Короче, автор не пишет о том, что два или три года назад совершенно иначе оценивал те же спектакли — в разной степени, но всегда с положительным знаком. Ни слова о том, когда, где, почему, при каких обстоятельствах случилась переоценка ценностей, почему так резко он разошелся с собой прежним… Но такого рода автокомментарий был бы возможен только в случае прежнего самообмана и последующего прозрения. Отсутствие комментария, увы, исключает самообман. Повторюсь: пока я читал эту книгу, меня неотступно преследовал вопрос: а где же был автор? Тем более, что взгляд постороннего ему не слишком удается: все время приходится упоминать, где останавливался в разъездах, куда приходилось ходить по вызову, какие «выпадали» льготы…
Похоже на взгляд эмигранта, которому срочно и во что бы то ни стало нужно заверить новое окружение: я, конечно, там был, мед-пиво пил, но не был «с ними», не был своим среди «них». Моя сегодняшняя «правда», мои нынешние оценки — тому порукой и подтверждение!
Глава о Ефремове вызвала наибольшие споры еще до выхода книги. Выше я пытался показать, что претензий хватает и без нее. И все-таки нескольких слов — в дополнение к уже сказанному — она заслуживает.
«Когда разгуляется…» называет главу о Ефремове Смелянский и тут же предусмотрительно закавычивает эти два слова. Ссылается на Пастернака. Умело цитирует!

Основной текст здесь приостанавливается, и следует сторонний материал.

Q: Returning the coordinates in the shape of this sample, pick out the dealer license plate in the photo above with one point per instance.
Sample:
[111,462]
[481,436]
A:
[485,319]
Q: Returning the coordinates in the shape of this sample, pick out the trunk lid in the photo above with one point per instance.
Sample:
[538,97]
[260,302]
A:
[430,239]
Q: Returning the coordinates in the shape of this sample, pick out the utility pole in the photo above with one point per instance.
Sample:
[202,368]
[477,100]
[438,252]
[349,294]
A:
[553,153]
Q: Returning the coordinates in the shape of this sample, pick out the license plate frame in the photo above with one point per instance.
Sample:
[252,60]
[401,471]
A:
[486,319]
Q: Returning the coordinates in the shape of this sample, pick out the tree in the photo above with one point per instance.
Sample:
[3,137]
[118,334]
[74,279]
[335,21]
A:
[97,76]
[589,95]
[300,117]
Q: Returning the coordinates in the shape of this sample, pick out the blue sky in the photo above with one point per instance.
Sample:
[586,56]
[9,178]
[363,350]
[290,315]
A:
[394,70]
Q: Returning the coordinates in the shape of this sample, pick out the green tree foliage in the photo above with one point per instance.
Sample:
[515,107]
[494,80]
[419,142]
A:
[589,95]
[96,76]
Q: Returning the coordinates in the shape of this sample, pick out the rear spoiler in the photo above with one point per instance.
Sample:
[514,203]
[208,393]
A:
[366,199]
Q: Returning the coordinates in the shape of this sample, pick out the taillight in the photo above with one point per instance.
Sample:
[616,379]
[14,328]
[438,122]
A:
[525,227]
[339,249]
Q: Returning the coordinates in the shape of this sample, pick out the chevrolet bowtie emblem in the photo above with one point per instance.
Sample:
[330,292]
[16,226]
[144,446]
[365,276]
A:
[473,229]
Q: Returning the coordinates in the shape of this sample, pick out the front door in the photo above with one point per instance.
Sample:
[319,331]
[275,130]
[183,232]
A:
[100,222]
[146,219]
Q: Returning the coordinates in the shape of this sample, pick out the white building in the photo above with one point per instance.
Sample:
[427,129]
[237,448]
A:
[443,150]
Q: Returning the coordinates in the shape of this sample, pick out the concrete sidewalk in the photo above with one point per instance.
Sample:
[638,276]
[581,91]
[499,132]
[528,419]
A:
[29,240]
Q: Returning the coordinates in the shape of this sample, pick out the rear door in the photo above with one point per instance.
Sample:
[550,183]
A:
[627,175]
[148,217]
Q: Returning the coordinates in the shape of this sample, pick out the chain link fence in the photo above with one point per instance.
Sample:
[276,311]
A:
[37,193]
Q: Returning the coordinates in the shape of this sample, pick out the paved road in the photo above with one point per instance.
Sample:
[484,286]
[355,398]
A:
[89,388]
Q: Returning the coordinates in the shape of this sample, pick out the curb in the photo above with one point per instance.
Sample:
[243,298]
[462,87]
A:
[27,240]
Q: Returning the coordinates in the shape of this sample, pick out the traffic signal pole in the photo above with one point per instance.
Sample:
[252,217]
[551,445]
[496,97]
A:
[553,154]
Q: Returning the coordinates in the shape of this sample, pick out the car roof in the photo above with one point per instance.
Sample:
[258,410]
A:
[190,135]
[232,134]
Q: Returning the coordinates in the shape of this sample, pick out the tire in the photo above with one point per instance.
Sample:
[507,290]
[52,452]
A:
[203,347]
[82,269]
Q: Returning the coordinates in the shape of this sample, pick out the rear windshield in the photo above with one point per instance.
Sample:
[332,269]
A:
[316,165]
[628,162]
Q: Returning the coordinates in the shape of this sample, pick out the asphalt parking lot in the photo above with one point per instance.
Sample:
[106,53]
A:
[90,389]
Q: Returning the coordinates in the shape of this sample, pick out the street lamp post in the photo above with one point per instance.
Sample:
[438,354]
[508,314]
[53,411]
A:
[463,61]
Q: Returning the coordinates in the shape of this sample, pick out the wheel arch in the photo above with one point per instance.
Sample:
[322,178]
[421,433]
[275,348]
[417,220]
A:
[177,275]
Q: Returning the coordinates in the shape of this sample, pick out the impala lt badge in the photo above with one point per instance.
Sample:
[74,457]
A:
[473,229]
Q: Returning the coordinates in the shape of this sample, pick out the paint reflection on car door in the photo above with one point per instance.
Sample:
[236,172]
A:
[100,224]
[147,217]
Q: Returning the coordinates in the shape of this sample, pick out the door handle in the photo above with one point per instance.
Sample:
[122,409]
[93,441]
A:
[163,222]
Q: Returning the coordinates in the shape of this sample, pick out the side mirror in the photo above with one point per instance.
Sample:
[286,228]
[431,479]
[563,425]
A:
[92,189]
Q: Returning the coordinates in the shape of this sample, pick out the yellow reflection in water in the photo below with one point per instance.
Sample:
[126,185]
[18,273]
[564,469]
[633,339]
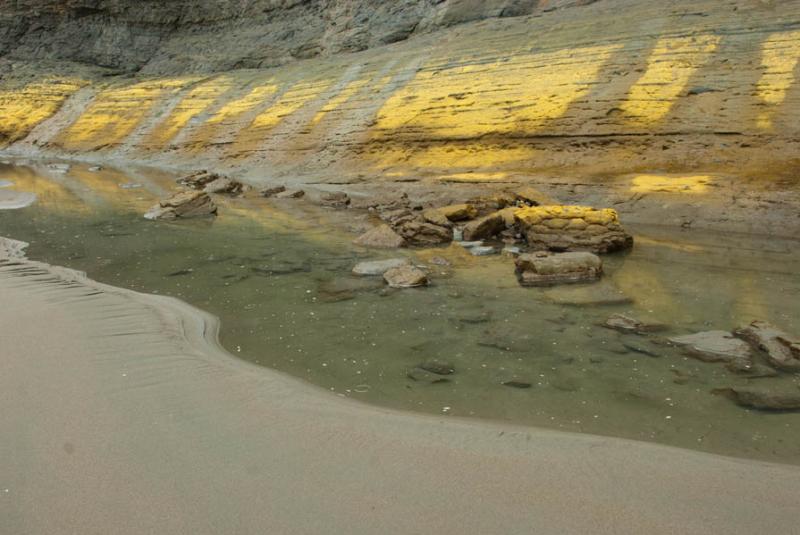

В очередной раз процитируем Смелянского и мы: «„Завязал“, „развязал“, „выходит“ — это употреблялось гораздо чаще, чем „куски“, „сверхзадача“ или „сквозное действие“»; «Его „критические дни“ не были жестко цикличными. Он их как-то регулировал, сдвигал».
Вместе с другими, решившимися возмутиться, я настаиваю: автор не уважает Ефремова.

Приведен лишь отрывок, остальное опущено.